Opinion: Hagen Gehritz

The setting of Kunitsu-Gami interested me straight away. Japan fans with a penchant for mythology and history can look forward to many references to the world of spirits and sacred rituals. There are also charming interactions with animals and villagers in liberated places.

I like the idea of ​​leading units into battle rather than building buildings. The day-night cycle spices up the small but nice dose of exploration during the day, because I'm always thinking about how much I can examine and prepare before sunset. The mission design also not only relies on a growing number of enemy types, so in a fight around the middle of the game I was no longer able to get involved myself and had to concentrate entirely on using my troops well.

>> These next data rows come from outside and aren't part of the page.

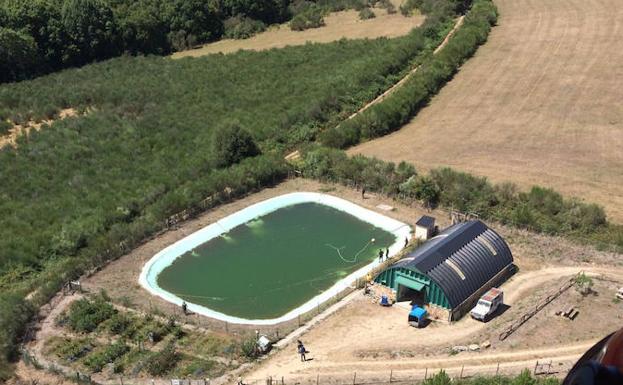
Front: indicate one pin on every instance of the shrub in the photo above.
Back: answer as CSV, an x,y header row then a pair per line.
x,y
5,126
249,349
85,315
396,109
242,27
366,13
109,354
159,363
231,144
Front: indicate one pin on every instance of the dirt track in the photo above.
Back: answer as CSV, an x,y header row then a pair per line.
x,y
338,356
338,25
540,103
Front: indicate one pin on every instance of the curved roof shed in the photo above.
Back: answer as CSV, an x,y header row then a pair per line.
x,y
461,260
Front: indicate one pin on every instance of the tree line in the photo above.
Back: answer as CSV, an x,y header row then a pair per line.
x,y
402,104
155,136
539,209
43,36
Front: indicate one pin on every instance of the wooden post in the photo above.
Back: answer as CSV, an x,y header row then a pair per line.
x,y
535,366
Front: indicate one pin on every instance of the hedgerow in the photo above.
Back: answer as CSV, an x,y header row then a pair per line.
x,y
402,104
89,188
539,209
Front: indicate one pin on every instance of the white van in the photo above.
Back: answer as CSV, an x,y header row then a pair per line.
x,y
487,304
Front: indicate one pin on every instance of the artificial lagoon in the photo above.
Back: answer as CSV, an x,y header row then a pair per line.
x,y
273,260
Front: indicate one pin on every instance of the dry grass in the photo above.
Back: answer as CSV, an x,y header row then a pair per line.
x,y
18,130
540,103
345,24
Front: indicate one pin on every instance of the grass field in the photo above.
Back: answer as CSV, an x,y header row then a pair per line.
x,y
339,25
538,104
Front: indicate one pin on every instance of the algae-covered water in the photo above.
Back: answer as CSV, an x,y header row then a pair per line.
x,y
275,263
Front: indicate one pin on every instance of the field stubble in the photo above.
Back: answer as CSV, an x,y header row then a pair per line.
x,y
538,104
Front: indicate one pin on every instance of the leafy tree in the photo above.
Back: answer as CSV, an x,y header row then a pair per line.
x,y
142,27
195,20
18,53
231,144
90,29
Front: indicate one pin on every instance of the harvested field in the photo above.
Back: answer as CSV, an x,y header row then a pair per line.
x,y
538,104
339,25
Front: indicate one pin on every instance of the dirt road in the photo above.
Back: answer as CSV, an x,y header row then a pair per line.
x,y
383,342
540,103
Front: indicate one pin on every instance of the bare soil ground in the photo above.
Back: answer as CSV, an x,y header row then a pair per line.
x,y
540,103
24,129
339,25
364,338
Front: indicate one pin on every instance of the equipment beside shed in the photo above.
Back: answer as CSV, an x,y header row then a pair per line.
x,y
424,228
417,317
487,304
448,273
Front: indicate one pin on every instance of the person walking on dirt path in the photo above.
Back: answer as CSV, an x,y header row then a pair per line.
x,y
301,350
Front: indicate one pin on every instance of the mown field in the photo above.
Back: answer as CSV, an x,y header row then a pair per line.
x,y
338,25
540,103
153,136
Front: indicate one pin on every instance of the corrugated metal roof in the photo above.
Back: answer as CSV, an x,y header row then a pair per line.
x,y
474,254
426,221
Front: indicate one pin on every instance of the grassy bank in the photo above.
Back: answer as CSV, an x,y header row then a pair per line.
x,y
148,142
539,209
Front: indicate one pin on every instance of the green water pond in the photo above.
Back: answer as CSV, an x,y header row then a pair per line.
x,y
275,263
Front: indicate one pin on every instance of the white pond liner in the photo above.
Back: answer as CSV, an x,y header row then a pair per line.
x,y
163,259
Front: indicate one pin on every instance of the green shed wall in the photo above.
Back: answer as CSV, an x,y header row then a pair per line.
x,y
434,294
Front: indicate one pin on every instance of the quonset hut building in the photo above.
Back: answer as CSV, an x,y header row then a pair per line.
x,y
448,273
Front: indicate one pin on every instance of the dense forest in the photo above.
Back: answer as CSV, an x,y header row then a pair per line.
x,y
154,136
42,36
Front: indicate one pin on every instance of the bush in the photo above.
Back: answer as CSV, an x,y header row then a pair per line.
x,y
160,363
84,315
366,13
231,144
96,361
542,210
242,27
249,348
5,126
402,104
310,18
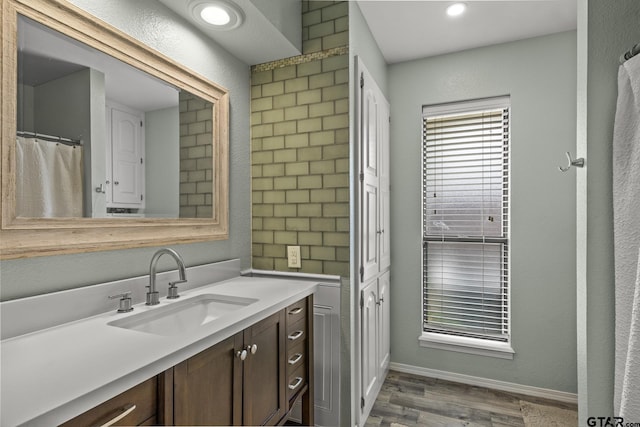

Although the environmental graphics in particular were rather rough in detail and the direct action felt a bit sluggish at the beginning of the game because I couldn't chain combos together very smoothly, otherwise this somewhat different tower defense action left a good impression and made me want more.

KUNITSU-GAMI

Preliminary Pro & Cons

  • Gameplay mix feels fresh in the tower defense context
  • Atmospheric scenario
  • Mission design not only relies on more enemy variants and larger waves
  • Sword fighting maneuvers could be linked more smoothly
  • Environmental graphics less pretty than models of the main characters

Current assessment

The setting of Kunitsu-Gami is just as special as its interpretation of the tower defense genre. The focus on dynamically commanding troops and the alternation between preparation during the day and survival at night (without the resource grind like in survival titles) has potential.